Jane Campion executive produces, in addition to creating, writing, and directing, along with her long time writing partner, Jarrod Lee, and co-director Ariel Kleiman, who joins the creative family.  I have a feeling that viewers are going to either love or hate this series. It is beautiful, darkly funny with raw, poignant high points and some contrived plot threads. As a viewer you either accept them or you don't. I did. I hope you do too, as it is a compelling and evocative series anchored by an always awesome Elizabeth Moss.  

Single Sitting TV - Top Of The Lake

I was putting off watching Jane Campion and Gerald Lee's Top Of The Lake, knowing that it was not going to be an action adventure with quips and a lightness of touch.  It is a series best viewed in one sitting as you dive into a world and adjust to the ebb of flow of the rhythm of story and plot.  You need a little bit of energy and commitment, a bit like you would approach a good book.  You know you are going to enjoy it and think about it way after the end credits role.  

This series is a study of gender roles, parents, sex, family, violence, rape, incest, death, life and all the big things masquerading as a crime story.  Elisabeth Moss plays a Sydney police detective Robin Griffin, who goes home to a remote town at the top of the lake on the South Island of New Zealand to visit her dying mother (Robin Niven) and gets involved in the local police force under Detective Al Parker (David Wenham) when the 12 year old daughter (Josephine Joe) of the local chief hoodlum Matt Mitcham (Peter Mullan), discovers she is pregnant and is too frightened to say who the father is, goes missing.  On the other side of the lake a collective of broken women set up a community called Paradise under the guidance of GJ (Holly Hunter), a type of guru.

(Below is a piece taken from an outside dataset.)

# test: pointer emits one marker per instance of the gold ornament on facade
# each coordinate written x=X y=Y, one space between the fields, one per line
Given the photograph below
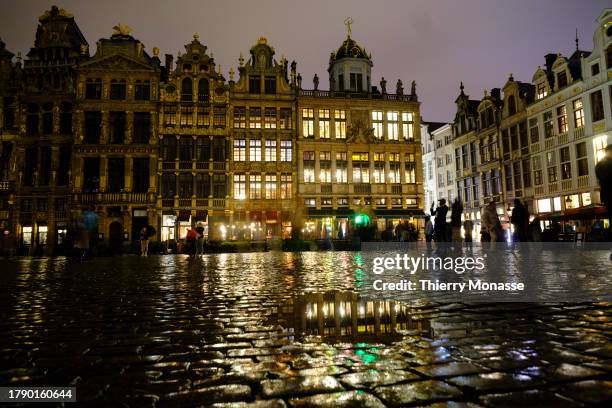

Personal history seeps into present day for all characters as the story unfolds.  Lives and relationships become messy as the tension builds and builds. This sounds hard going, but it isn't.  There is a lot of humour in the show and it has you laughing at that everyday life stuff.  No comic punch lines here.

At the centre of it is a searing performance by Elisabeth Moss.  As any viewer of Mad Men knows, she is a great actress, but this series gives her room to breathe and expand.  Hers is not the only one that is fantastic in this.  The whole cast is great.  Holly Hunter projects a stillness and depth to a character that could have fallen flat, she is in direct contrast to Peter Mullen's angry picking his teeth with the scenery performance.  The rest of the cast falls somewhere in between and together they take you on a journey that leaves you thinking about what you have just seen.  Mulling over a story well told.

The series reminds me of the slow and entangled Scandinavian crime shows such as Forbrydelsen (The Killing) and Broen/Bron (The Bridge). For example, nudity and sex are shown in a natural light, both figuratively and literally.  There is no shoehorned sex scene filmed to titivate, the intimacy or lack of intimacy of the characters is the point, not watching pretty actors simulate sex that is closer to pornography than realistic sex.  The nudity is not from the perspective of the male gaze.  It is what is happening at that point in the story and in some cases the nudity has nothing to do with sex. It is just what the character is wearing or not wearing at the time that we catch up with them in the story.

This is a series to watch if you want to give a little time and thought to your entertainment.  Take a day and indulge yourself.  Go to the top of the lake and see what is there.  It is well worth it.